Meine Mutter sagte immer, dass ich zwei Geburtstage habe: Einer ist im Dezember, aber mein wirklicher Geburtstag ist der 27. Januar. Denn wäre Auschwitz nicht befreit worden, hätten sie und ich nicht überlebt. Ich bin hier um die Geschichte meiner Mutter zu erzählen, nicht meine eigene.

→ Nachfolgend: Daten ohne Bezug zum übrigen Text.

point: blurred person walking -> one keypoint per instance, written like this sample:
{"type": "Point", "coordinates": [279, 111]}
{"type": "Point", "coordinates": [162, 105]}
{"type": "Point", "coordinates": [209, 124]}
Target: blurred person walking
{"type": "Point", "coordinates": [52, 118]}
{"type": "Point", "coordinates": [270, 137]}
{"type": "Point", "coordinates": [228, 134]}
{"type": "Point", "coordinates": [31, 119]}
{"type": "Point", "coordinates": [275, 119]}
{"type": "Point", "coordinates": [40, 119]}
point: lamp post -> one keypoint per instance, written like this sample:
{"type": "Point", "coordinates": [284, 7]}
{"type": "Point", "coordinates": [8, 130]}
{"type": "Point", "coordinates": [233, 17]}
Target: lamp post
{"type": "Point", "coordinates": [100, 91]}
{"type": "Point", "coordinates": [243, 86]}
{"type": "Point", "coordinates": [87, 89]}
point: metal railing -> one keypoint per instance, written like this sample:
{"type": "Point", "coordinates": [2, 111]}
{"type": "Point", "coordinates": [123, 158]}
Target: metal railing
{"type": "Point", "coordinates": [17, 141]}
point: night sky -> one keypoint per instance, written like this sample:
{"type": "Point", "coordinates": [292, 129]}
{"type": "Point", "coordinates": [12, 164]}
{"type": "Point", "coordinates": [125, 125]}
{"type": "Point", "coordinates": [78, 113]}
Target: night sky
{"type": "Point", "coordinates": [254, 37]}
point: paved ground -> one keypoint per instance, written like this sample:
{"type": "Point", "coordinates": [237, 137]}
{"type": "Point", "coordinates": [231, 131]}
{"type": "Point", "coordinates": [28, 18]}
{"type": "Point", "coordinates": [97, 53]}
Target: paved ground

Ich möchte sichergehen, dass sie nicht in Vergessenheit gerät, dass ihr Kampf, mein Leben zu retten nicht in Vergessenheit gerät und ebenso nicht ihre Entschlossenheit, ihre Liebe, ihre Beharrlichkeit, ihre positive Lebenseinstellung. Obwohl sie mich im schlimmsten vorstellbaren Alptraum geboren hat, gab sie nie auf. Ihre Stärke, trotz des Hungers, der Angst vor dem Tod, war unbeschreiblich. Ihr Geist blieb klar.

Mein Name ist Angela Orosz Richt, aber ich werde euch Veras Geschichte erzählen. Vera war meine Mutter.

Sie brachte mich in Auschwitz-Birkenau zur Welt. Ich bin einer der jüngsten Überlebenden dieses Vernichtungslagers. Ich wurde dort im Dezember 1944 geboren, mit einem Gewicht von nur einem Kilogramm. Meine Mutter wurde 1919 in Budapest geboren. Sie kam aus einer sehr gebildeten Familie. Ihr Vater war Architekt in Budapest, ihre Mutter sprach viele Sprachen, war Kunstliebhaberin, eine Liebhaberin klassischer Musik. Ihre Kinder wurden von französischsprachigen Kindermädchen erzogen und besuchten die besten Schulen. Meine Mutter hatte zwei Geschwister. Als meine Mutter ihr Gymnasium in Budapest beendete, erlaubte das Gesetz den Juden nicht, die Universität zu besuchen. Vera bewarb sich um eine Stelle als Kindermädchen und zog in eine kleine Stadt, Sarospatak in Ostungarn.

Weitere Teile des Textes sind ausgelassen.